Viens jouer dans ma cour...
D’entrée de jeu, Marylène Goudreault et Marie-Hélène Guimont font part des liens professionnels et amicaux qu’elles ont tissés au fil de leur collaboration. Respectivement conseillère en promotion de la santé, à la Direction régionale de santé publique et conseillère pédagogique en éducation physique et à la santé, leur rencontre remonte à une dizaine d’années. Elles ont développé ensemble le programme « Ma cour un monde de plaisir » qui visait à outiller le personnel des écoles primaires désirant bonifier l’aménagement, l’organisation et l’animation de la cour d’école afin d’y favoriser une activité physique harmonieuse.
Marie-Hélène Guimont : « Au départ, c'était un programme qui touchait l'organisation et l'animation de la cour d'école. On croyait très naïvement que ça prendrait un mois de travail et finalement quand on s'est mis à travailler sur la cour d'école, on s'est aperçu qu'il y avait un an de travail à faire. »
Marylène Goudreault : « On a fait une revue de toute la littérature au Québec et ailleurs pour créer un programme, mais on a rapidement eu l'idée de développer un projet-pilote pour le tester. Les écoles qui ont mis en place le projet ont observé que les élèves étaient beaucoup plus attentifs au retour de la récréation et que c'était plus facile de transmettre la matière. On a alors pris conscience de l'énorme influence que des récréations bien organisées et planifiées peuvent avoir sur la socialisation et la capacité de concentration des élèves. C'est ce constat qui nous a motivées à poursuivre avec le document "Pour réussir à l'école, mieux vaut ne pas manquer la récréation".»

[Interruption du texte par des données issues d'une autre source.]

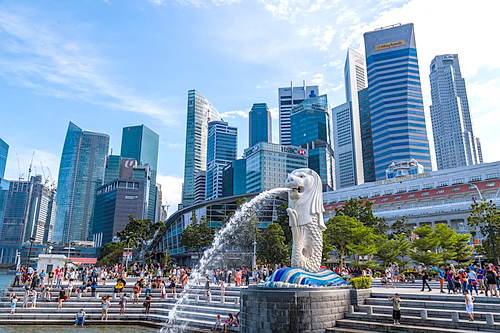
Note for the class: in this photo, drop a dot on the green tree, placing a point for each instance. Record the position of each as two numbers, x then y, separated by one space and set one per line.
349 236
440 245
110 254
271 247
363 211
486 216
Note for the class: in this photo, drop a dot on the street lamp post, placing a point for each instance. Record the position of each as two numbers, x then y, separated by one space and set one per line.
492 236
32 239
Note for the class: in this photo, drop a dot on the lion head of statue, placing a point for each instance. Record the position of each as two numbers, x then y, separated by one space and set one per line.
306 195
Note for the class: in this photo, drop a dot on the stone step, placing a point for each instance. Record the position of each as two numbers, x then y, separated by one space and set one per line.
433 322
355 326
415 312
440 298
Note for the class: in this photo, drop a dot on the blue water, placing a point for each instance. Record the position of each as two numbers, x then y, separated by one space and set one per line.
5 280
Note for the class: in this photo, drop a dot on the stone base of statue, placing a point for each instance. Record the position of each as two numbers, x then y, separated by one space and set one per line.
266 310
296 278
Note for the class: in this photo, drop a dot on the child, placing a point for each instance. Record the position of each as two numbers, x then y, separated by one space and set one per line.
469 304
396 309
217 325
13 303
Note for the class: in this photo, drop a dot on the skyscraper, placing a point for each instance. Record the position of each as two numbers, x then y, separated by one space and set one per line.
27 215
346 124
199 113
222 148
81 172
288 97
4 150
395 96
260 125
454 139
268 165
116 200
141 144
311 129
366 135
4 184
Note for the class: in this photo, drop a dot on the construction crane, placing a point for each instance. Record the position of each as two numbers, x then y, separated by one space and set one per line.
31 164
19 168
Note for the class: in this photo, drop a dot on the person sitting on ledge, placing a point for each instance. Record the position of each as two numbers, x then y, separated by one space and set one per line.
80 317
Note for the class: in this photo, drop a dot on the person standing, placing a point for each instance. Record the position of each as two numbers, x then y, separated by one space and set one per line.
425 278
123 303
472 281
80 317
469 305
396 308
441 279
13 302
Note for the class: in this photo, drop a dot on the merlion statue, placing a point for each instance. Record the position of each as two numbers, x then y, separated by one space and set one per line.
305 210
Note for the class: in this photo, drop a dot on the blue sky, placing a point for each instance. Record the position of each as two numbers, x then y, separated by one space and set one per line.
109 64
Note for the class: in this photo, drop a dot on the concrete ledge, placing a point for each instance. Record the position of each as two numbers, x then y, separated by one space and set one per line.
269 310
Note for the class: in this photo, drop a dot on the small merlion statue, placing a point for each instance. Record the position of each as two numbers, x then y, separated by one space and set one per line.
305 211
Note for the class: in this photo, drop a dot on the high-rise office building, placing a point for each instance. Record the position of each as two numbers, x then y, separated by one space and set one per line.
141 144
4 184
116 200
366 136
27 216
235 178
288 97
81 172
113 166
396 104
311 127
260 124
200 186
454 140
199 113
268 165
4 150
347 125
222 149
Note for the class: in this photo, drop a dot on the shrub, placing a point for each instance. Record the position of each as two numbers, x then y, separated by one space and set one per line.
361 282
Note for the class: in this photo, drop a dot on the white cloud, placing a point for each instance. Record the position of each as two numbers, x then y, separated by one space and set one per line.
171 187
41 59
48 160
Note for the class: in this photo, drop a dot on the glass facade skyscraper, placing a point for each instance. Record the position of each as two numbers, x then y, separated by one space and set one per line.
260 125
454 140
4 150
268 165
366 135
288 97
346 124
395 95
81 172
222 149
311 124
141 144
199 113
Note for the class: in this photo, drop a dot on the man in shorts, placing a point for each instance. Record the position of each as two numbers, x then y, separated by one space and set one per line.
396 309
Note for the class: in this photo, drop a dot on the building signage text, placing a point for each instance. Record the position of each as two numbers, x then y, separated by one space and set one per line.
402 178
389 45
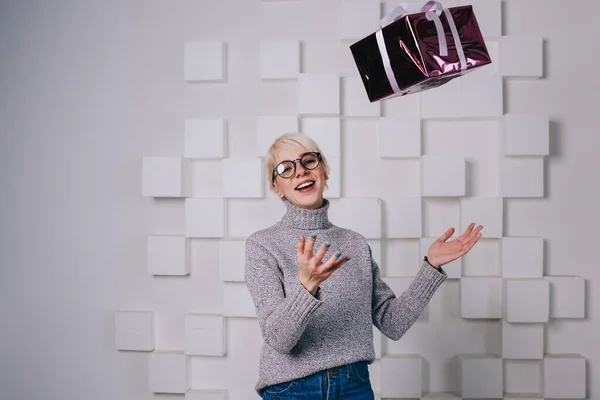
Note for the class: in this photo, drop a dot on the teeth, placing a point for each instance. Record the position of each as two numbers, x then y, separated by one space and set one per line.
304 185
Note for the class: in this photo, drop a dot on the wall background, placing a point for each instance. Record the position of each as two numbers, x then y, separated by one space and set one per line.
88 89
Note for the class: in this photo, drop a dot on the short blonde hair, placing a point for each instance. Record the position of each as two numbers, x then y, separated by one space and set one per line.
295 139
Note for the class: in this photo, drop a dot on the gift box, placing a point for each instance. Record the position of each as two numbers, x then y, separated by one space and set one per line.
413 52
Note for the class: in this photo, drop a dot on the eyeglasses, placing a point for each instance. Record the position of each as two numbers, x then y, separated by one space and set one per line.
286 169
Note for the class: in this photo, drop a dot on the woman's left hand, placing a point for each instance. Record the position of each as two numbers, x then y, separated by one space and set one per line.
442 252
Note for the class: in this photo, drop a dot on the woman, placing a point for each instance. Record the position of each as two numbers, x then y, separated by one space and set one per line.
318 291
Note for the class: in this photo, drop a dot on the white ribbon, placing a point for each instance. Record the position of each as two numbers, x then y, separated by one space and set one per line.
432 9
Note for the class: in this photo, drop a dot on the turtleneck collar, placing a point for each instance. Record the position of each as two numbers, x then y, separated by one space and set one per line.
302 218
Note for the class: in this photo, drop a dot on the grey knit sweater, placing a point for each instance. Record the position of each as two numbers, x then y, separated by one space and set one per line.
305 334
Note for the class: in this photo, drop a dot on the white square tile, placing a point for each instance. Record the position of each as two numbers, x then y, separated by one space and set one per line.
318 94
165 177
481 298
134 330
443 176
399 137
205 138
243 178
522 341
279 59
527 300
522 56
206 394
522 177
443 101
488 14
526 134
357 18
237 301
401 376
481 377
362 216
204 61
168 372
485 211
453 269
522 257
269 128
205 217
232 260
205 335
403 218
567 296
356 101
482 95
334 182
167 255
564 377
325 132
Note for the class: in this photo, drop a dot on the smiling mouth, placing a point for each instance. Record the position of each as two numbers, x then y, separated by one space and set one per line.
305 185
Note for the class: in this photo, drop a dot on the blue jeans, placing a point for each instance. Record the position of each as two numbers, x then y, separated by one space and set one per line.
347 382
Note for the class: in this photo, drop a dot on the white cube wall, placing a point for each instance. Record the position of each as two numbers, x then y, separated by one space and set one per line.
355 102
205 335
206 394
401 376
318 94
527 300
232 260
325 132
205 217
205 138
168 255
526 134
485 211
279 59
522 177
362 216
134 330
481 377
237 301
204 61
522 257
489 16
564 377
269 128
522 341
481 298
453 269
165 177
357 18
567 296
521 56
403 218
168 372
443 176
399 137
243 178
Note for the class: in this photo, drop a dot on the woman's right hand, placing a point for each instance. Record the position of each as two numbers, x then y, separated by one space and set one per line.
313 271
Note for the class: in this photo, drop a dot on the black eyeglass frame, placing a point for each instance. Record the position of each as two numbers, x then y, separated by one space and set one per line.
294 164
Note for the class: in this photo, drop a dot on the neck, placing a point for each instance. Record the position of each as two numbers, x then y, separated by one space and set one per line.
303 218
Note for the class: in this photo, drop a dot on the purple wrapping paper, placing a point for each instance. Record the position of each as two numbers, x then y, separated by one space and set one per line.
412 45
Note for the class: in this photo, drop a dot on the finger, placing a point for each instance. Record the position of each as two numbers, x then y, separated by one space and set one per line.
300 247
310 244
446 235
322 250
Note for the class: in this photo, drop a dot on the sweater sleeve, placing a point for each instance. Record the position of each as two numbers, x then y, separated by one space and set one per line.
282 316
394 315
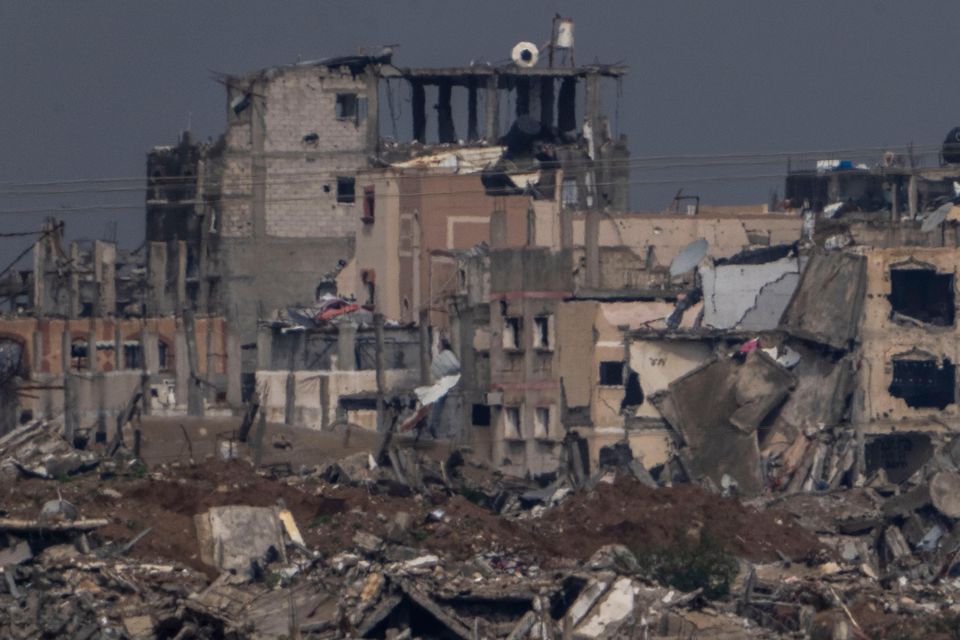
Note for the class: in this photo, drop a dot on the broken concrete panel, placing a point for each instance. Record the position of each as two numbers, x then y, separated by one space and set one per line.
827 304
230 538
945 493
606 617
758 391
821 397
660 362
704 404
731 292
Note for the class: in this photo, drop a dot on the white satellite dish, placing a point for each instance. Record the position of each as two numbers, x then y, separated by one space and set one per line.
525 54
690 257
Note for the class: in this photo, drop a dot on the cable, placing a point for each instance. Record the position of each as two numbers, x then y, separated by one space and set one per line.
118 207
679 160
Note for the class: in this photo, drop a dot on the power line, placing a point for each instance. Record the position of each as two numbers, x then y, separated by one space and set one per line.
451 192
663 161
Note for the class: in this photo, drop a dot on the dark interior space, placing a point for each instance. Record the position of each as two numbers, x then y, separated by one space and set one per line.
900 455
923 384
923 294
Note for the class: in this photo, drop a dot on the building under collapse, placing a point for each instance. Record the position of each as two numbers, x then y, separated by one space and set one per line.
257 219
813 342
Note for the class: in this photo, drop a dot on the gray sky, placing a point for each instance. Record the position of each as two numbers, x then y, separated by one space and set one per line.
89 87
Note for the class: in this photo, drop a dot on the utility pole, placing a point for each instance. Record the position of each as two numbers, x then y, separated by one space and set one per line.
378 336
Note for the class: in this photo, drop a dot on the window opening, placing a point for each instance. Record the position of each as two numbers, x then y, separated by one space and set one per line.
541 336
922 383
542 422
611 373
923 294
368 204
346 106
346 190
511 422
481 415
512 327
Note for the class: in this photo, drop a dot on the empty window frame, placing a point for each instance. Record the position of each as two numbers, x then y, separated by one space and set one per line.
132 356
511 423
481 415
922 383
78 354
611 373
541 422
347 106
512 332
369 202
346 190
569 196
543 332
164 357
923 294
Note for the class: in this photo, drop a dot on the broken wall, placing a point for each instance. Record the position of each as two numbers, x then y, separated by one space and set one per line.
909 338
748 296
313 398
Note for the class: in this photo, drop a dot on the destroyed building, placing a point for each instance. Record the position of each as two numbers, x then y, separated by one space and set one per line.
267 211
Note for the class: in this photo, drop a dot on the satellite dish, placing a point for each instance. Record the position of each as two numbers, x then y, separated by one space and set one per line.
935 218
525 54
690 257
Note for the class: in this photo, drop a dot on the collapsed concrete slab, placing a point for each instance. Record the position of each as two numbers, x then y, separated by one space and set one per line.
717 409
231 538
748 296
827 304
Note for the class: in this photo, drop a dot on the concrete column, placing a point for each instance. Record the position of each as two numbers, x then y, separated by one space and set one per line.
265 349
119 361
498 228
446 133
150 351
912 196
69 393
381 385
424 346
75 304
472 130
104 272
148 345
194 391
37 349
290 399
523 97
567 106
210 363
533 100
592 101
92 364
419 108
491 116
158 302
181 275
592 242
182 364
234 380
373 111
346 346
546 102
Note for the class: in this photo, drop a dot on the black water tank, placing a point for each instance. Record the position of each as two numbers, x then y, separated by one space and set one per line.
951 147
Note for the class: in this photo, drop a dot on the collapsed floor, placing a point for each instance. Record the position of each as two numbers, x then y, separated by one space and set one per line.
434 546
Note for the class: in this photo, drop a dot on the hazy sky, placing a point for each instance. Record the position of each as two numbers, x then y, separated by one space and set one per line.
89 87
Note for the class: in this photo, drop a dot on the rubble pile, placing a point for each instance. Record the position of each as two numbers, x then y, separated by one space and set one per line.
415 547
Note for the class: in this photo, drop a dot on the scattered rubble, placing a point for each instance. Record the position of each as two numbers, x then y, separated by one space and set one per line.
447 549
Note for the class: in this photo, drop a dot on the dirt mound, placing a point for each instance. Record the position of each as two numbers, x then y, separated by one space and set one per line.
630 513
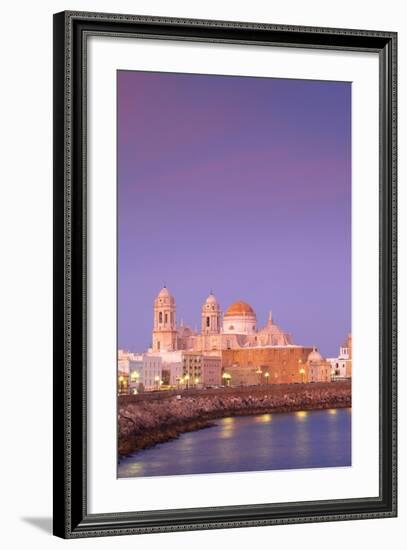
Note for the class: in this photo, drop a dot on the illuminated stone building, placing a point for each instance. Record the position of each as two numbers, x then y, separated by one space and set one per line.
341 366
229 349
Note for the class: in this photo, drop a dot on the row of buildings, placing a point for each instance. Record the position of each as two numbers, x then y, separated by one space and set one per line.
229 350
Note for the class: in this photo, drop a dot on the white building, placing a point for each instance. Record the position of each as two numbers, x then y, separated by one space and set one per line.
341 366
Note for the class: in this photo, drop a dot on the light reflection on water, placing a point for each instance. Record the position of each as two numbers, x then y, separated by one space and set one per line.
303 439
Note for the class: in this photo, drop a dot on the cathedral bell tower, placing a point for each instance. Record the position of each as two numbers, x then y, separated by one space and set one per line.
211 316
165 327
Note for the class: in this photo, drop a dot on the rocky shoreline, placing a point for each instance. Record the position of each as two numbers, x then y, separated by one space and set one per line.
143 422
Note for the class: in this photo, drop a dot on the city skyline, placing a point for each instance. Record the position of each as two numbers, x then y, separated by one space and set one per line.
237 185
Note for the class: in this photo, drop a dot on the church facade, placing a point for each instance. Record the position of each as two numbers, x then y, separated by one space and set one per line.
235 329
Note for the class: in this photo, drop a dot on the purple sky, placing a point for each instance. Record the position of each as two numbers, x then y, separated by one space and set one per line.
240 185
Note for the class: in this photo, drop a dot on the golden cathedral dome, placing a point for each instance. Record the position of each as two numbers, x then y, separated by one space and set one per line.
239 308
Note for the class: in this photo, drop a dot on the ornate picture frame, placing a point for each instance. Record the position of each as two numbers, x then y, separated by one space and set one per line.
71 516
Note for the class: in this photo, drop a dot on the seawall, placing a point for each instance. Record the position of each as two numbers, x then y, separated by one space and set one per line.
147 419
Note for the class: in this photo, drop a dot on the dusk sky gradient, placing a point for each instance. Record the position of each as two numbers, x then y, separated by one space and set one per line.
241 186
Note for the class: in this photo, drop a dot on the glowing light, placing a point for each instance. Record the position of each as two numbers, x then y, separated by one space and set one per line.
301 414
264 418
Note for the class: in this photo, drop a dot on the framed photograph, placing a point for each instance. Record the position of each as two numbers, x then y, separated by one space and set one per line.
224 274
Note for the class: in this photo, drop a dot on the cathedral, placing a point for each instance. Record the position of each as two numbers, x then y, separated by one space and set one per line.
233 330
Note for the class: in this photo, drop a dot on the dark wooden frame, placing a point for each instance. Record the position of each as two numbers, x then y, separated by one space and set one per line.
71 518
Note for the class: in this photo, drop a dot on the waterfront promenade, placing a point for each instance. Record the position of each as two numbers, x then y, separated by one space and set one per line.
154 417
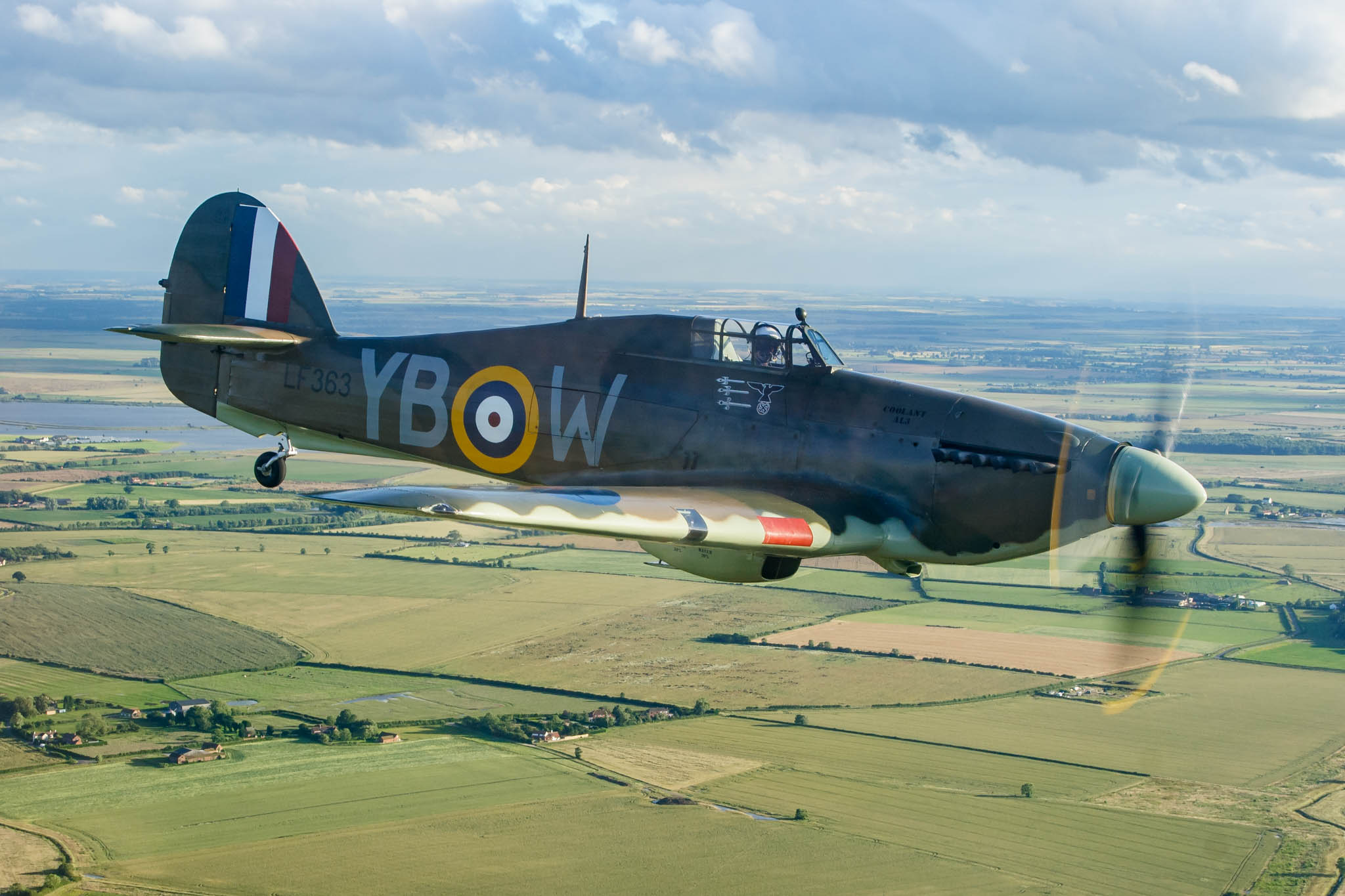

Marie-Hélène Guimont : « On recevait aussi toutes les deux beaucoup de demandes de directions d'école qui souhaitaient avoir de l'information sur l'importance ou la durée idéale, par exemple, des récréations. Il n'y a aucune étude sur les récréations qui tienne vraiment compte de notre réalité québécoise. Alors, on s'est dit qu'on devait mettre par écrit tout ce qu'on a acquis depuis dix ans pour en faire bénéficier le milieu scolaire. »
La récréation: un complément essentiel à la classe
Depuis dix ans, Marylène Goudreault et Marie-Hélène Guimont n'ont cessé de constater le rôle vital de la cour d'école pour le développement physique, social, émotionnel et cognitif des jeunes. Elles se désolent qu'encore aujourd'hui, des directions d'école leur aient confié vouloir retirer des périodes de récréation de la grille-horaire. Bien qu'elles constatent des progrès, elles souhaitent avant tout que leur document donne aux gens des milieux scolaires tous les outils nécessaires pour saisir pleinement l'importance de la récréation.
Marylène Goudreault : « La récréation doit être perçue comme un complètement essentiel à la classe. Une récréation ne devrait jamais se mériter. Chaque jeune a droit à des moments de pause pour se recréer, pour refaire ses énergies physiques et mentales. »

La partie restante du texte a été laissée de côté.